5. Online Reviews – are incredibly important now, in this time where social recognition and community input heavily influence consumer choices, and these social signals in turn drive SEO performance and online reputation – but this can be a complex communications process to monitor and manage, with careful attention to search influence and audience feedback. Yelp is particularly difficult to manage - there are many other review sites and services that should be considered.
6. Online Asset Protection - how is your digital content monitored and protected from copyright infringement, duplication or misuse, brand dilution or highjacking, or other situations where competitors or gray-hat SEO firms are illegitimately benefiting from your hard work? Inbound link and reputation monitoring is critical, as is the all-to-often-ignored process of updating, backing up and protecting both your content and web technology investments (including all the service widgets and plug-ins you've purchased).
7. Website Performance - while this has always been important, it's even more so in the age of mobility; content-heavy, responsive websites with data feeds and service integrations need to work fast on large or small screens - and Google will reward those that serve immediate, local demand the best. Website performance includes efficient security and privacy protections - protecting not only against malware and misuse, but also against content management errors that quickly become SEO faults. Don't forget to include an "Information Architect" on your web design team - a critical professional in our opinion for the next year.
8. Authorship - the importance of canonical content attribution to recognized, popular or otherwise trustworthy, expert and credible sources is more important than ever right now - creating and publishing content will need to more often recognize individual personalities (or bodies of work) further legitimized via social media activity. No more hiding content behind the corporate voice, particularly for small businesses - engage your audience directly, personally, in both text and imagery.

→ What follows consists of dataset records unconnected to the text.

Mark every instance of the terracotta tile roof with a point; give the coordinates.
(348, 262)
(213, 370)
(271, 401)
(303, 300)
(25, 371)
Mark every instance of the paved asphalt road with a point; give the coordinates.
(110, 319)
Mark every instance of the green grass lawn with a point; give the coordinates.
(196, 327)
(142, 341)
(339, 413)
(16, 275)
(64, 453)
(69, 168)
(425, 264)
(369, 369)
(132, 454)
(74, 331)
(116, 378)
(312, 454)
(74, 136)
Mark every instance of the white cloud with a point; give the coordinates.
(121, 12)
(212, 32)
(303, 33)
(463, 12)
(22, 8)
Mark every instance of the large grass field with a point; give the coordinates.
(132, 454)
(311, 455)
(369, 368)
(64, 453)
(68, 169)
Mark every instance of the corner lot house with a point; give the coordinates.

9. Social Marketing over Social Media - there are thousands of people who are really good at using social media for socializing, and there will be millions more next year graduating from secondary schools around the world. Few of these, however, can craft messages and conversations to align with marketing objectives and performance goals, in ways that are optimal for each social media platform, are professionally transparent, for each audience segment. Don't confuse the two, and cloaking social marketing within online socializing will become more easy for search engines to spot (particularly with advances in big data tools).
10. Paid Placement - still works, and there are more tools and ad products than ever to leverage (from Google, Facebook, Twitter, Stumbleupon, Pinterest, LinkedIn, LivingSocial, Washingtonian; you name it) - so long as you know how to evaluate and use them, and your paid, placed content is appropriately identified. In fact, online paid advertising methods appear to be rapidly gaining usefulness even to the smaller budgets - and this carries over to the small screen as well, where inline content and product placement is much more acceptable than the traditional banner ads (which you can't see anyway).